Gene-wise trimmed variance estimate.

Return type:

pandas.Series

trimmed_mean(x, trim=0.1, **kwargs)

Return trimmed mean.

Compute the mean after trimming data of its smallest and largest quantiles.

Parameters:
  • features (ndarray) – Data whose mean to compute.

  • trim (float) – Fraction of data to trim at each end. (default: 0.1).

  • **kwargs – Keyword arguments, useful to pass axis.

Returns:

Trimmed mean.

Return type:

float or ndarray

trimmed_variance(x, trim=0.125, axis=0)

Return trimmed variance.

Compute the variance after trimming data of its smallest and largest quantiles.

Parameters:
  • features (ndarray) – Data whose trimmed variance to compute.

  • trim (float) – Fraction of data to trim at each end. (default: 0.125).

  • axis (int) – Dimension along which to compute variance. (default: 0).

  • x (ndarray) –

Returns:

Trimmed variances.

Return type:

float or ndarray

wald_test(design_matrix, disp, lfc, mu, ridge_factor, contrast, lfc_null, alt_hypothesis)

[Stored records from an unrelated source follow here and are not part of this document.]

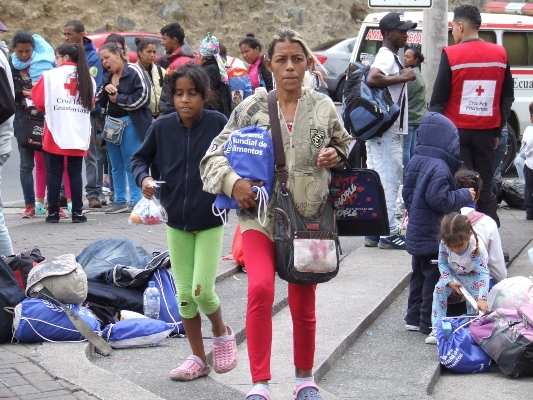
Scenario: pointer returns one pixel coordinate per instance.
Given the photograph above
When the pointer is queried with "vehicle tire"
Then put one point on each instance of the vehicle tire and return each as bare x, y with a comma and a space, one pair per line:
510, 154
340, 90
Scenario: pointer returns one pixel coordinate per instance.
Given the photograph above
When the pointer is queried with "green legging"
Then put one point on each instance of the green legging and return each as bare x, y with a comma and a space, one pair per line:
195, 257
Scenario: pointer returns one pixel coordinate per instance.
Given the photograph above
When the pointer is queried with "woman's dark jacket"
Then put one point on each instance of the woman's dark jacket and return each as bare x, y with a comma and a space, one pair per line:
177, 151
133, 96
221, 89
429, 189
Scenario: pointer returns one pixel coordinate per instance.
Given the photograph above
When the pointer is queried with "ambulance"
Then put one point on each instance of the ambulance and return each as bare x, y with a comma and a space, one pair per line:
507, 24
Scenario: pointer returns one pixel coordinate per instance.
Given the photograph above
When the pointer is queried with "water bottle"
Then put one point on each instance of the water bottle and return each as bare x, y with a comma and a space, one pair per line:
248, 89
151, 301
446, 329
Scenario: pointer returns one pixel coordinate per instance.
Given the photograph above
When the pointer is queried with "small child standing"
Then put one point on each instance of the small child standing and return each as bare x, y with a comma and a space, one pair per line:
462, 263
526, 153
429, 192
176, 143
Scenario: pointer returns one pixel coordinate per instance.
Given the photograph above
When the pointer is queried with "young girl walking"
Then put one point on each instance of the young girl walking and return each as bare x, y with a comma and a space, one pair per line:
462, 263
176, 143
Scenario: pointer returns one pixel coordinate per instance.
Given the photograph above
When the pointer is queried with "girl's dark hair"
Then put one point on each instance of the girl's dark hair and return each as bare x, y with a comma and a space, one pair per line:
76, 53
251, 41
143, 43
116, 38
468, 178
22, 37
197, 76
288, 35
456, 228
418, 55
113, 48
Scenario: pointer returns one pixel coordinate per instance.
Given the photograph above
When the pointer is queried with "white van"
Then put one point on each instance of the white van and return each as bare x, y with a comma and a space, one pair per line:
514, 32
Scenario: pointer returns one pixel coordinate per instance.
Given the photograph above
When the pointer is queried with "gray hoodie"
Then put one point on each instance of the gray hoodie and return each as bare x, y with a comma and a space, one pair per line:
6, 129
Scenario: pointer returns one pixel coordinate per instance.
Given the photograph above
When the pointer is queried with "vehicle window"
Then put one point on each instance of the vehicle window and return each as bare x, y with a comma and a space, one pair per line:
487, 36
519, 47
373, 40
327, 45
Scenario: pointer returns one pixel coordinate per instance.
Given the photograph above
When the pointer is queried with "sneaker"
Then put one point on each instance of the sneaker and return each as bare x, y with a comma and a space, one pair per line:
29, 212
62, 213
94, 202
307, 390
77, 218
409, 327
40, 209
53, 218
371, 241
117, 208
192, 368
432, 337
224, 352
395, 242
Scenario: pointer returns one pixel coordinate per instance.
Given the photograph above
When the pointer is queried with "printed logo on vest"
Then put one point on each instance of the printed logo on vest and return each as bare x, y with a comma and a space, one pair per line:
478, 98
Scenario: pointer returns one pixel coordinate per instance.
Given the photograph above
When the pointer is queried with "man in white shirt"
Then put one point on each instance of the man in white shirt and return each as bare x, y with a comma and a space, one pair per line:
384, 154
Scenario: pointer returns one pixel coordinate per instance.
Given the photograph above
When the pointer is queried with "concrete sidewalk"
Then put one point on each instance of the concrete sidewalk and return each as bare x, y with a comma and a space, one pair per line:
370, 279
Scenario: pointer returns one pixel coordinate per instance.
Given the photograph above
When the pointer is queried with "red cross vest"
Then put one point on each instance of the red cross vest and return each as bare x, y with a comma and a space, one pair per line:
478, 70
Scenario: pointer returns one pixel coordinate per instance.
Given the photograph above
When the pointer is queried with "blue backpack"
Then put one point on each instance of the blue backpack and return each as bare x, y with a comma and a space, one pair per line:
368, 111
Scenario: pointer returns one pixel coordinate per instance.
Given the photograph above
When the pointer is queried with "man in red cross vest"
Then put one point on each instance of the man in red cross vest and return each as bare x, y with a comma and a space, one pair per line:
474, 89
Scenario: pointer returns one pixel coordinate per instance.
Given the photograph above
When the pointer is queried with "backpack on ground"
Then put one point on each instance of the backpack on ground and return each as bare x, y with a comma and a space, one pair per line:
10, 295
506, 335
239, 84
368, 111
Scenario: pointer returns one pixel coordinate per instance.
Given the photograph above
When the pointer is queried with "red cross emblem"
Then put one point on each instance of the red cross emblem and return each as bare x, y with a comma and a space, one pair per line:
72, 86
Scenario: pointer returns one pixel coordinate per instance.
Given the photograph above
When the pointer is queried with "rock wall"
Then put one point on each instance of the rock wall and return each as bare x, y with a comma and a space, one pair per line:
229, 20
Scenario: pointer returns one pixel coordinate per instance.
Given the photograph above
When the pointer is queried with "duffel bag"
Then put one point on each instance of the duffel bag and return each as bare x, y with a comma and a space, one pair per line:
39, 320
506, 335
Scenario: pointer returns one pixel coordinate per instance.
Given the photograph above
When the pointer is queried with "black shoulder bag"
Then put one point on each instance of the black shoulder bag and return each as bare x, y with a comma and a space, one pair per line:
307, 250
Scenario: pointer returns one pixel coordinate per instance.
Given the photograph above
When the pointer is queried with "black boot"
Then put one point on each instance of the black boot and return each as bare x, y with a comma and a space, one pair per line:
78, 217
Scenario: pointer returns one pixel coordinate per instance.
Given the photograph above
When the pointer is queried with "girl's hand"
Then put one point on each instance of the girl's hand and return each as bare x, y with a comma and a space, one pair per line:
456, 287
147, 190
327, 158
483, 306
243, 193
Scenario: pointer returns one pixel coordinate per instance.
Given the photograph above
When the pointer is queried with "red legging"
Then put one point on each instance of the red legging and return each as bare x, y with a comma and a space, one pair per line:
259, 256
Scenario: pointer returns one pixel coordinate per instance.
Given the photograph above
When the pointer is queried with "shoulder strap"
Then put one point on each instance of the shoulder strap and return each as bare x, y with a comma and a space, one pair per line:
275, 130
80, 325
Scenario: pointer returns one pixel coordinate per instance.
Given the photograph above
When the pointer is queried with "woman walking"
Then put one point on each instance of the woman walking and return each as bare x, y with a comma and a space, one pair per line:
66, 95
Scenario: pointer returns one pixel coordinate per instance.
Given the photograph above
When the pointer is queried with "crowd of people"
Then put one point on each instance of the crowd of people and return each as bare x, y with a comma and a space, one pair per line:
174, 116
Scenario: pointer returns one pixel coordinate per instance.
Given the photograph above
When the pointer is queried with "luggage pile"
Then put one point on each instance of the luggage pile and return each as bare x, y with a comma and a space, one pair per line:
97, 296
504, 336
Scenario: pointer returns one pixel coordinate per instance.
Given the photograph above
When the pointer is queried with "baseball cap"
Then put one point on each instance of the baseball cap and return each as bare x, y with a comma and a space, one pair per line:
395, 21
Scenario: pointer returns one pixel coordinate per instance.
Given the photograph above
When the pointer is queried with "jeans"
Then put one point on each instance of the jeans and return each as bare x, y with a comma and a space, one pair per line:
26, 161
120, 156
54, 173
6, 248
384, 155
409, 145
93, 186
102, 255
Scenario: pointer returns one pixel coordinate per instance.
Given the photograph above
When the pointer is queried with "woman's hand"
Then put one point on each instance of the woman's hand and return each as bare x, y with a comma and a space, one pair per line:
456, 287
244, 195
327, 158
483, 306
148, 191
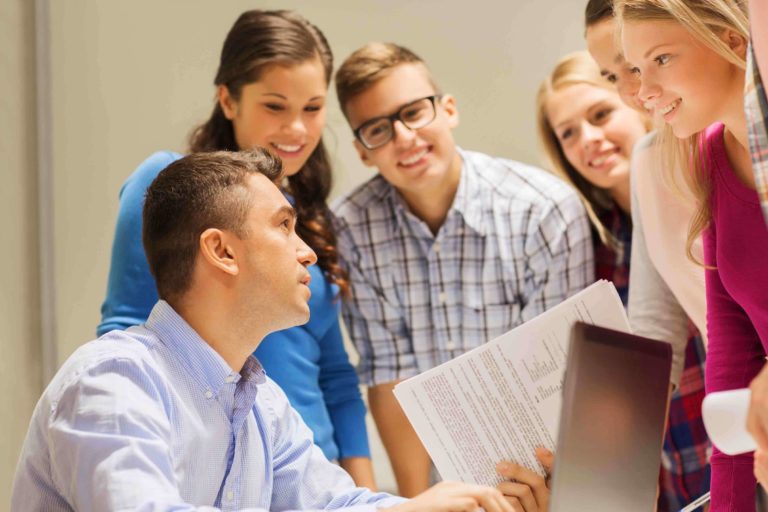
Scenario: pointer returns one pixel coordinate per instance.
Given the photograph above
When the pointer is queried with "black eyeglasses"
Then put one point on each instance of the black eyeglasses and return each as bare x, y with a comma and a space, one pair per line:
414, 115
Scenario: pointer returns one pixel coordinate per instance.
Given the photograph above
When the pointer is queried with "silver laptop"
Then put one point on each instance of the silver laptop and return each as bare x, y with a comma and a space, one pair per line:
612, 422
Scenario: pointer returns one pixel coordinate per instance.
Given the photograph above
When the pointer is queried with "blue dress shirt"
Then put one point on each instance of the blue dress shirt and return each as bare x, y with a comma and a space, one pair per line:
152, 418
308, 362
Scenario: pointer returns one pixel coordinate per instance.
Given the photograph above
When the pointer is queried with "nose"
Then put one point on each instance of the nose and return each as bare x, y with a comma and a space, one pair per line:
628, 86
590, 134
304, 253
295, 124
647, 89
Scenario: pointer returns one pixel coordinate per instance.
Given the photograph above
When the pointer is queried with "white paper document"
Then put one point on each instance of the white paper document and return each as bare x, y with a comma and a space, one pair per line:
501, 400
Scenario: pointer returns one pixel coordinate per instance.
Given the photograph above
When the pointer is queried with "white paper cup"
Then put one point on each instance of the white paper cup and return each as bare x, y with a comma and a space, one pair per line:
725, 418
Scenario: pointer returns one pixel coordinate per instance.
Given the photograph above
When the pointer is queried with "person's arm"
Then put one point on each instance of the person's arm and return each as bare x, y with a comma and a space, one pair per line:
380, 336
341, 393
758, 16
524, 488
410, 462
131, 291
734, 357
654, 311
111, 441
560, 254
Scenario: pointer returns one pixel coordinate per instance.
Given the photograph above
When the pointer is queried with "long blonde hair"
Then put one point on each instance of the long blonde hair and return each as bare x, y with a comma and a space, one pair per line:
705, 20
572, 69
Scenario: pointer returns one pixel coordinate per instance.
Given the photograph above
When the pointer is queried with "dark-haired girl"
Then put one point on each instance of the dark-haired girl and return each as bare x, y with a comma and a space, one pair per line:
272, 84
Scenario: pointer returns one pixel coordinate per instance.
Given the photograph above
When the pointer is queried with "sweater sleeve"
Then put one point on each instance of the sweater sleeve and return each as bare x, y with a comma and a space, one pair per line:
341, 391
654, 311
131, 290
734, 357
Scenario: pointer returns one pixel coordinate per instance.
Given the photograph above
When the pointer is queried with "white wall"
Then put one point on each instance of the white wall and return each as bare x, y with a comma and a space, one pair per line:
20, 372
132, 77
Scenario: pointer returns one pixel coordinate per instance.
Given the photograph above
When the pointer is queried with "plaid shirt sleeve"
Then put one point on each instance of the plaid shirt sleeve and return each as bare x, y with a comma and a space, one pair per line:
561, 260
376, 327
756, 110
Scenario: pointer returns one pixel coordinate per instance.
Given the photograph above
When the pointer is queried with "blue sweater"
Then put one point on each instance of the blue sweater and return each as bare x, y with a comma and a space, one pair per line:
309, 362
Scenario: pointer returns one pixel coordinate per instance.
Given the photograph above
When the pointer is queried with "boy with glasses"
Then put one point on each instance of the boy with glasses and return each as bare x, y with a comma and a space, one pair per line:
446, 248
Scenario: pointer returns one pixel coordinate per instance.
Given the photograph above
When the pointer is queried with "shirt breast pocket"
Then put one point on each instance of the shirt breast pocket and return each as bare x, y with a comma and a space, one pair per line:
483, 323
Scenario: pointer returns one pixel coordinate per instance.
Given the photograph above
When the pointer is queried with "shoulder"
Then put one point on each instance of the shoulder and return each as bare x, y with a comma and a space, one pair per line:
148, 170
104, 365
520, 186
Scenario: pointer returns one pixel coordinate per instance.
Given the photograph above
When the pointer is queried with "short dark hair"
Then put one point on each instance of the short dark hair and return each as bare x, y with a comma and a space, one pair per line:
195, 193
597, 11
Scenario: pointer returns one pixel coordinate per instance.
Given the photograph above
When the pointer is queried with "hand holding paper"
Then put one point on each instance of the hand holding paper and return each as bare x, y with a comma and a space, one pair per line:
502, 400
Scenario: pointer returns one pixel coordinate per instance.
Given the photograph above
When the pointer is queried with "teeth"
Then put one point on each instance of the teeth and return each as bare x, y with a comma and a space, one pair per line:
286, 148
415, 158
669, 108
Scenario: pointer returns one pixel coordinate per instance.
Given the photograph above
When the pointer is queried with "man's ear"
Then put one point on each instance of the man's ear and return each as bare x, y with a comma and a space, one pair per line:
217, 250
451, 111
227, 103
363, 153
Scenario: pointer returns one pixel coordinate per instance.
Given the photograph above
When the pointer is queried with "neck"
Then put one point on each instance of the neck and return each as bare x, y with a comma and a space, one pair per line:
737, 142
233, 337
622, 196
431, 205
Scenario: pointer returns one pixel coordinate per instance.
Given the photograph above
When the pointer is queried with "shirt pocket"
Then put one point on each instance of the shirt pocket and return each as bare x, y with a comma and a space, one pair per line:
480, 324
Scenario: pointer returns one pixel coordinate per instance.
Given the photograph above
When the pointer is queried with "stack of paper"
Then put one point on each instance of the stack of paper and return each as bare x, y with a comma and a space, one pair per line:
502, 400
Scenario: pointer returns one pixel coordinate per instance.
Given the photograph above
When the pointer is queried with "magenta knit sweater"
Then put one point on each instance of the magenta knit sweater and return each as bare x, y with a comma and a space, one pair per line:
736, 244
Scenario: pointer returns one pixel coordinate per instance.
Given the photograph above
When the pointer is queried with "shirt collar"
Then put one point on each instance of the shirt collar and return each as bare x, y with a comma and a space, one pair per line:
466, 204
204, 364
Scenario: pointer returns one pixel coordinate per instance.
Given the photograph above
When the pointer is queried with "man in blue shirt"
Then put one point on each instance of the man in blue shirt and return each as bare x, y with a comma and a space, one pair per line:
176, 414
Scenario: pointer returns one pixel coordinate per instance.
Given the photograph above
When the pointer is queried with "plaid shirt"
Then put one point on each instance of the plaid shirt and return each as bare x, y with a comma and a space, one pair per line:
756, 109
515, 242
613, 264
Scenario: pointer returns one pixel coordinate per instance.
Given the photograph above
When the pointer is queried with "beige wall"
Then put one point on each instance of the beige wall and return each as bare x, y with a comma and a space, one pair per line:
129, 78
20, 377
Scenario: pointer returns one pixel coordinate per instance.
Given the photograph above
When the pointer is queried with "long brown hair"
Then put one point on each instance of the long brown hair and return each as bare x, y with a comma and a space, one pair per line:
259, 39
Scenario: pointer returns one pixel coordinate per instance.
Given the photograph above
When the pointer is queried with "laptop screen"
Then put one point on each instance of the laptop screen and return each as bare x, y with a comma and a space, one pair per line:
612, 422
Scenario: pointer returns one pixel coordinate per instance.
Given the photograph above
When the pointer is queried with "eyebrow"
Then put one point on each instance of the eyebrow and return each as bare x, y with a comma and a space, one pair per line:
385, 116
285, 210
283, 97
654, 48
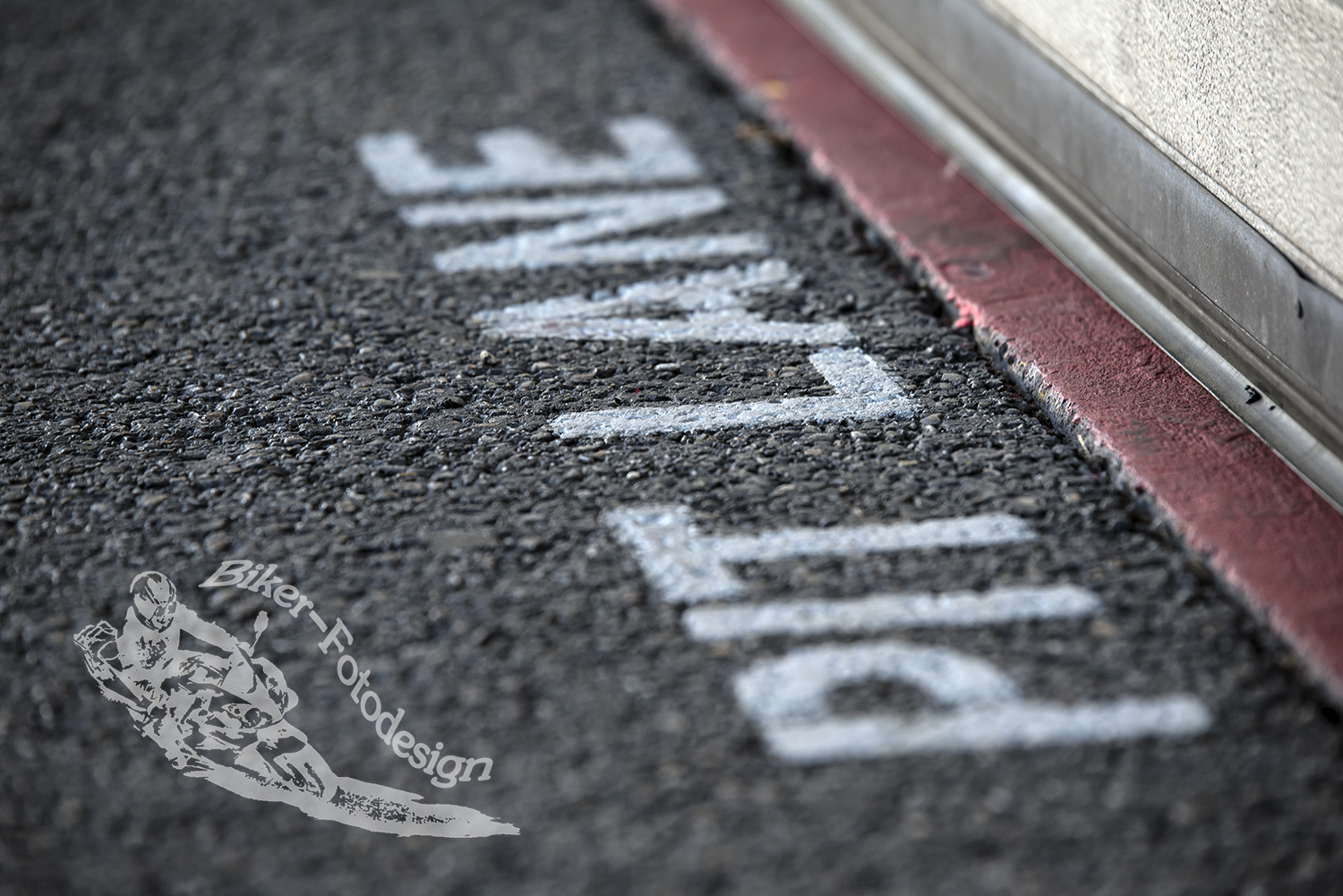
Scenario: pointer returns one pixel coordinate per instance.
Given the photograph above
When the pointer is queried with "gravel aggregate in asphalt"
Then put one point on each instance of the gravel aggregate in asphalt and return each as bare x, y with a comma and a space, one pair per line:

Run Wald test for differential expression.

Computes Wald statistics, standard error and p-values from dispersion and LFC estimates.

Parameters:
  • design_matrix (ndarray) – Design matrix.

  • disp (float) – Dispersion estimate.

  • lfc (ndarray) – Log-fold change estimate (in natural log scale).

  • mu (float) – Mean estimation for the NB model.

  • ridge_factor (ndarray) – Regularization factors.

  • contrast (ndarray) – Vector encoding the contrast that is being tested.

  • lfc_null (float) – The (log2) log fold change under the null hypothesis.

  • alt_hypothesis (str or None) – The alternative hypothesis for computing wald p-values.

Return type:

Tuple[float, float, float]

Returns:

  • wald_p_value (float) – Estimated p-value.

  • wald_statistic (float) – Wald statistic.

  • wald_se (float) – Standard error of the Wald statistic.